Score:1

What is causing large TCP messages to have low throughput in one direction when using ethernet-to-wifi bridge?

hk flag

I have two computers, Orin and NUC, which are connected via ethernet cable directly. NUC is connected to a router with internet via WiFi (for completeness, not relevant to problem, I hope), and is providing network access to Orin via the following lines in a sourced file:

sudo nmcli c up id orin ifname enp88s0
sudo iptables -t nat -A POSTROUTING -o enp88s0 -j MASQUERADE

While the Orin's networking was configured via GUI with address 192.168.3.2, netmask 255.255.255.0, and gateway 192.168.3.1, the IP of the NUC. This configuration, at the very least, gives Orin access to the internet (and makes it SSH-able from other computers on the wireless network).

Network diagram with Orin connected to NUC via ethernet

I was originally sending 3MB images using ROS from Orin to NUC and losing a good chunk of them; if I was sending at 30Hz, I'd get them on the NUC at 20Hz. If I was sending at 15Hz, I'd get them at 10Hz. If I try to receive using another computer on the wireless network, the receive rate would tank down to 5Hz or even 1Hz. Furthermore, the rate at which I'd get them was random; it wasn't losing every second message consistently, for example. If I sent and received both on the Orin, I'd get them at the full 30Hz, or about 100MB/s.

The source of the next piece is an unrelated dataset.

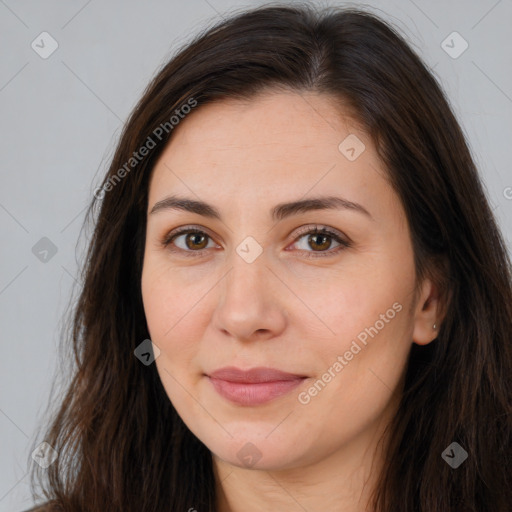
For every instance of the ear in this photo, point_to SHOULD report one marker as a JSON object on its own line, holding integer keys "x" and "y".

I ran iperf, first with the NUC, then with the Orin as the server, and in both cases, it would give 2.36gb/s of bandwidth (2.5gb ethernet on both). This means the full 30Hz send rate with ROS of 100MB/s certainly isn't saturating the connection.

In order to remove ROS as the culprit, I wrote two scripts which send an image again and again as fast as possible over TCP using sockets in Python; I've attached them at the bottom of this post. Running the socket scripts and sending a 4MB image from the Orin to the NUC gives 56MB/s. If I instead send a 80KB image, I get 300MB/s, so full connection saturation. If I send the 4MB image in the opposite direction, from the NUC to the Orin, I also get 300MB/s.

So the final problem statement seems to be: sending large TCP/TCPROS messages from the Orin to the NUC results in significantly lower throughput than their connection can handle.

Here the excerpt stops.